What you gain by specifying the first parameter as:
func(%Item{} = item, target_id)
is that only an Item struct will match the first parameter. Here is an example:
defmodule Item do
defstruct [:id, :name, :description]
end
defmodule Dog do
defstruct [:id, :name, :owner]
end
defmodule A do
def go(%Item{} = item), do: IO.inspect(item.id, label: "id: ")
end
In iex:
iex(1)> item = %Item{id: 1, name: "book", description: "old"}
%Item{description: "old", id: 1, name: "book"}
iex(2)> dog = %Dog{id: 1, name: "fido", owner: "joe"}
%Dog{id: 1, name: "fido", owner: "joe"}
iex(3)> A.go item
id: : 1
1
iex(4)> A.go dog
** (FunctionClauseError) no function clause matching in A.go/1
The following arguments were given to A.go/1:
# 1
%Dog{id: 1, name: "fido", owner: "joe"}
a.ex:10: A.go/1
iex(4)>
You get a function clause error if you call the function with a non-Item, and the earlier an error occurs, the better, because it makes debugging easier.
Of course, by preventing the function from accepting other structs, you make the function less general--but because it's a private function, you can't call it from outside the module anyway.

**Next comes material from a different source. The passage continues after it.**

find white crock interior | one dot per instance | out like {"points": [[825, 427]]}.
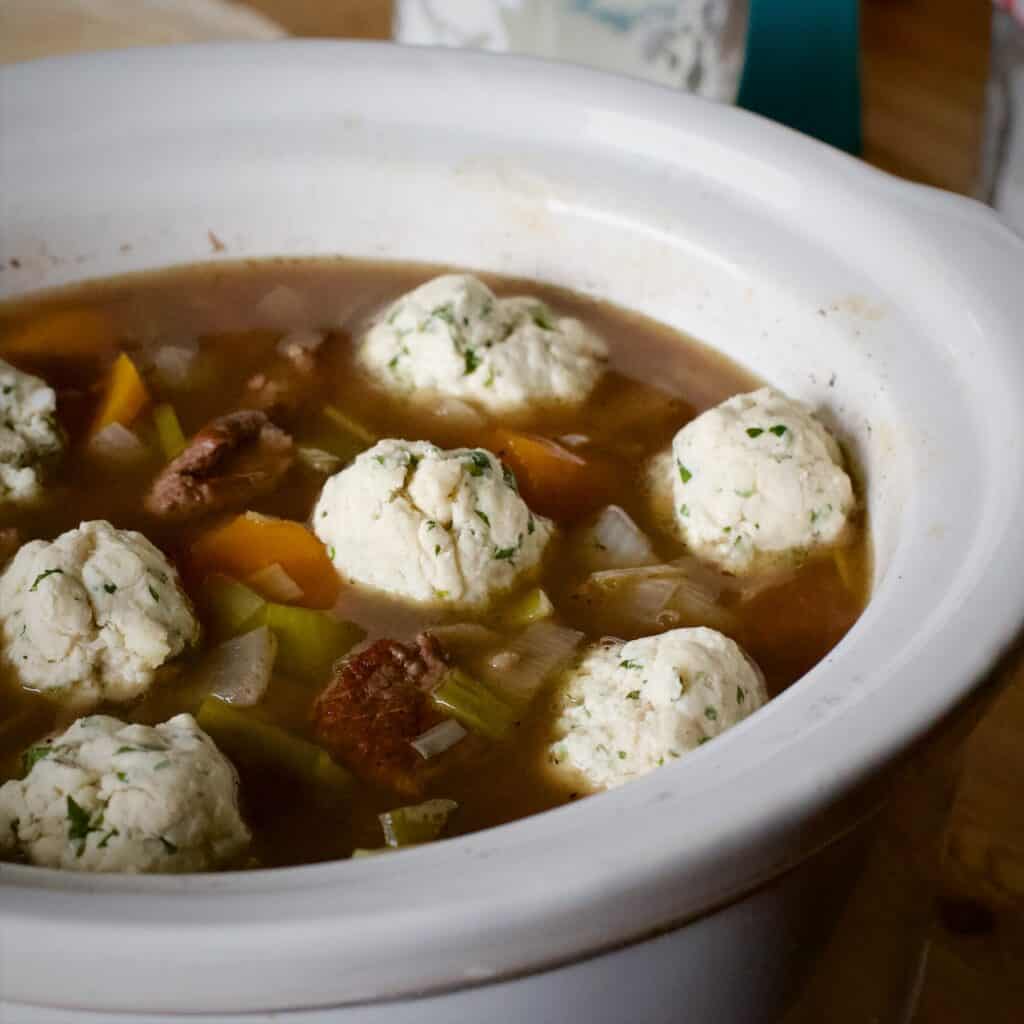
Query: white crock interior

On the other hand, if you wanted to call the function on both Dog and Item structs, then you could simply specify the first parameter as:
|
V
func(%{}=thing, target_id)
then both an Item and a Dog would match--but not non-maps.
What you gain by specifying the first parameter as:
|
V
func(%Item{id: id}, target_id)
is that you let erlang's pattern matching engine extract the data you need, rather than calling item.id as you would need to do with this definition:
func(%Item{}=item, target_id)
In erlang, pattern matching in a parameter list is the most efficient/convenient/stylish way to write functions. You use pattern matching to extract the data that you want to use in the function body.
Going even further, if you write the function definition like this:
same variable name
| |
V V
func(%Item{id: target_id}, target_id)
then erlang's pattern matching engine not only extracts the value for the id field from the Item struct, but also checks that the value is equal to the value of the target_id variable in the 2nd argument.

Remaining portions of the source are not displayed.